2) I don’t really remember being a very picky eater. But I had my moments. Particularly, during weekends away at Family Camp. Y’know, go hang out in the woods with your family and a slew of other T1 Families. Go on hikes with nurses and heavy backpacks. Learn square dancing. Do crafts by the campfire. Yadda yadda yadda. (For those that know me in real life, YES, I went camping!) Anyway, my nemesis on these trips was the camp cafeteria. Because it wasn’t home cooked at home, nor was it a grilled cheese sandwich. And these meals were prepped by dietitians and not chefs so everything tasted like cardboard. But I needed my Regular insulin. And my parents gave me my same dose before dinner every night… then sat with me for as long as two hours after the dinner buffet opened because “I wasn’t hungry/didn’t want to eat this food/bleh.”

3) Vacations were always exciting. Particularly if we flew anywhere. (Which was often.) The amount of snacks we smuggled on to flights was insane. We still had to abide by the 2 luggage per person rule, but we kind of took that for granted… sometimes… most of the time? I remember tupperware jugs of chex mix, crackers and whatnot. On that note – hypoglycemia and flying didn’t mix well with me. Particularly if the airplane food was bad (see above story). Those kids that you often roll your eyes at for the incessant crying and whining. That was me. But I had good reason. Right?

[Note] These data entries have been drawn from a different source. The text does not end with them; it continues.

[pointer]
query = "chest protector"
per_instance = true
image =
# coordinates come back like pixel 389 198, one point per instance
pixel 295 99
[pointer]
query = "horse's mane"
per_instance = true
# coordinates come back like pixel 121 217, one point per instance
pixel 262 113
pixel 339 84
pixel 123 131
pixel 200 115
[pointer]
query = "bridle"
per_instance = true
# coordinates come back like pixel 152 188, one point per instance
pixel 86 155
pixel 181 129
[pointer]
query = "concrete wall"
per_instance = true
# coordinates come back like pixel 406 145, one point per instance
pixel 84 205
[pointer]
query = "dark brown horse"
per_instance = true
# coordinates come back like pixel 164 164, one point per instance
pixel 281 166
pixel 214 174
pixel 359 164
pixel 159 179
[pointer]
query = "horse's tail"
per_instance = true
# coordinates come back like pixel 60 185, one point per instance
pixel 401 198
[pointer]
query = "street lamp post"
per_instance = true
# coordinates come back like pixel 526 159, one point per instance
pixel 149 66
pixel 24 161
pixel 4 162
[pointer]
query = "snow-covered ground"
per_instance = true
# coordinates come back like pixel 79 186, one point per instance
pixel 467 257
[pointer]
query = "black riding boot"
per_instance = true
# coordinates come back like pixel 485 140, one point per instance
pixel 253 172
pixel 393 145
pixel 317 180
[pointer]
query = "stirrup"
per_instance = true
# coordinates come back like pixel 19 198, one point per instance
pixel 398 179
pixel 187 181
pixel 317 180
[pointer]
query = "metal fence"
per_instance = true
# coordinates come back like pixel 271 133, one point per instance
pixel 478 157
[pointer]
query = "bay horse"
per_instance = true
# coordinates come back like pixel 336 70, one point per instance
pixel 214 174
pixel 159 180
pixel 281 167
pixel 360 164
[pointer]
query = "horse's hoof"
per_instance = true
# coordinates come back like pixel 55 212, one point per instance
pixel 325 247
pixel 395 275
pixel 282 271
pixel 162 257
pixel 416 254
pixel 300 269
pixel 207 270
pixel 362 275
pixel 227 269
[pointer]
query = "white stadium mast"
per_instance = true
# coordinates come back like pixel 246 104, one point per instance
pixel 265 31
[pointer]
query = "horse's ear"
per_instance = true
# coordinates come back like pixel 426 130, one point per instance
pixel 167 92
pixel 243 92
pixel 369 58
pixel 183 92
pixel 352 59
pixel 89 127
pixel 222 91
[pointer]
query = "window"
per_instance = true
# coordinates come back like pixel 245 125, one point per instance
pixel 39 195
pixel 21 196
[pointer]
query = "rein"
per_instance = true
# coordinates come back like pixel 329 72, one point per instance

4) Negotiating with restaurants always seemed to be a favorite past-time of my parents. My mom usually kept Ketone strips in her purse. Not for testing for Ketones on the go. But for testing sodas to make sure the restaurant gave me diet. I remember one time, my mom somehow deduced that this fast food restaurant had the lines for the diet coke and regular coke switched because my Ketone strip was coming out bright ass blue. (And it tasted funny.) So rather than asking for a refund for the soda I couldn’t drink, my parents asked that the lines be switched so the correct soda could be distributed. Mmkay.

5) My parents just made shit happen. Didn’t matter what it cost. Where they had to drive. How many doctors they had to call and fight with. My mom knew I didn’t fit the textbook definition of a T1 and probably would have thrown my sugar free jello at the nurses in the hospital if she were that type of person. Their daughter was special and they were going to put everything on hold financially to make sure I was healthy. They were the first to handle the stares, the rude questions, the inquiries, and the fanny pack full of D-supplies.

We say in the DOC that you are the only person that knows your D intimately. D-parents need to know it well too, especially with a young diagnosis. To this day, I still consult with my mom on the phone when my docs can’t give me straight answers. (My dad usually just listens to me whine… but he’s good at that.)

So this Friday, I honor D-parents. While you may not think your D-kids are remembering what you do… they are.